Though the boy and the intellectual do cross paths, Carre and her co-screenwriter, Charles Spano, keep the other subplots discrete, perhaps to emphasize the emotional and philosophical conundrums unique to each of them. If Guy and Girl represent the challenge of sustaining love without memory and Miranda represents the human yearning for freedom, then it wouldn’t make much sense to cross-pollinate the two stories. But Carre never quite makes them rhyme, either. Though the look and tone of “Embers” coalesce in a unified blue-gray dirge, the narrative threads often feel like severely undernourished segments in an anthology film. The scope of the pic is too narrow to accommodate the characters with more than a few brushstrokes.

The “Memento” comparisons are not entirely fair, because Christopher Nolan’s film had separate concerns about selective memory and the human capacity for self-deception. But the big difference between the two is Carre’s reluctance to dramatize the situation, which keeps her themes bound to the abstract and theoretical. “Embers” offers a series of compelling premises and never follows through on them, content to drift along on its characters’ dull malaise and allow self-conscious visual poetry to stand in for real emotion.

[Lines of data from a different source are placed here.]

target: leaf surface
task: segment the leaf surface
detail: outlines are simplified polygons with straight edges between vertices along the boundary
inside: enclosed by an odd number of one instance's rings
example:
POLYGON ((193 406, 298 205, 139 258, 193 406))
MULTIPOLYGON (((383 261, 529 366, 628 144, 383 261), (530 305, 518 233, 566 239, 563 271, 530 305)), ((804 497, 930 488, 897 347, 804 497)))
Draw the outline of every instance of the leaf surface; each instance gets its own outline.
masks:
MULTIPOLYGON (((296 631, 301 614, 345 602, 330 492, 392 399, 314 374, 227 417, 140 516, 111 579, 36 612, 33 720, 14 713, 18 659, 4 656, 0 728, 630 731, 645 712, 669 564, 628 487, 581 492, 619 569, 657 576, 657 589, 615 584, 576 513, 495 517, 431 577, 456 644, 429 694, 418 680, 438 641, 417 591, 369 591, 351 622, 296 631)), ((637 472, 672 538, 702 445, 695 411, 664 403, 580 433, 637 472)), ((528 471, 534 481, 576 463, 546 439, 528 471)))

Still, Carre’s wan follow-through doesn’t mean “Ember” isn’t thought through deeply: Her multi-pronged approach yields insight into how memory works in personal relationships and in society at large, and the consequences of being “present” without a past. And working with production designer Chelsea Oliver and cinematographer Todd Antonio Somodevilla, Carre turns the condemned buildings of working-class Indiana into eerie alien terrain, populated by sad, bleary scavengers. In “Embers,” life experience flows through them like a sieve.

Film Review: ‘Embers’

Reviewed online, Chicago, Nov. 2, 2015. (In Chicago Film Festival — New Directors competition.) Running time: 86 MIN.

  • Production: A Chaotic Good and Papaya Films production in association with Bunker Features. Produced by Claire Carre, Charles Spano, Mevlut Akkaya. Executive producers, Kacper Sawicki, Pawel Bondarowicz, Jason Hill. Co-producers, Nathan Lackie, Quinn Wilson. Co-executive producers, Justin Benoliel, Dan Fabulich, Daniel Fries, Marysia Makowska, Hana Shimizu, Daniel Shoenman, Todd Antonio Somodevilla, Julian Yap.
  • Crew: Directed, edited by Claire Carre. Screenplay, Carre, Charles Spano. Camera (color, widescreen, HD), Todd Antonio Somodevilla; music, Kimberly Henninger, Shawn Park; music supervisor, Howard Paar; production designer, Chelsea Oliver; costume designer, Carre; sound (Dolby 5.1), Michael Baird; re-recording mixer, Jason Dotts; visual effects, Rich Pernice, Alex Zustra, Lee Towndrow, John Grimaldi, Jr.; futurist, Gray Scott; line producers, Richard Giannotti, Tomek Kulesza; associate producers, Lynda Carre, Zooey Deschanel, Steven Drypolcher, Andrew Guo, Kirsten Kairos, Cy Meyers, Nicholas Monsour, Charlie Spano, Susan Spano, Frank J. Stamler, Lana Valenta, Tommy Valenta, Eugene Zarakhovsky.
  • With: Jason Ritter, Iva Gocheva, Greta Fernandez, Tucker Smallwood, Karl Glusman, Silvan Friedman, Roberto Cots, Dominique Swain, Matthew Goulish.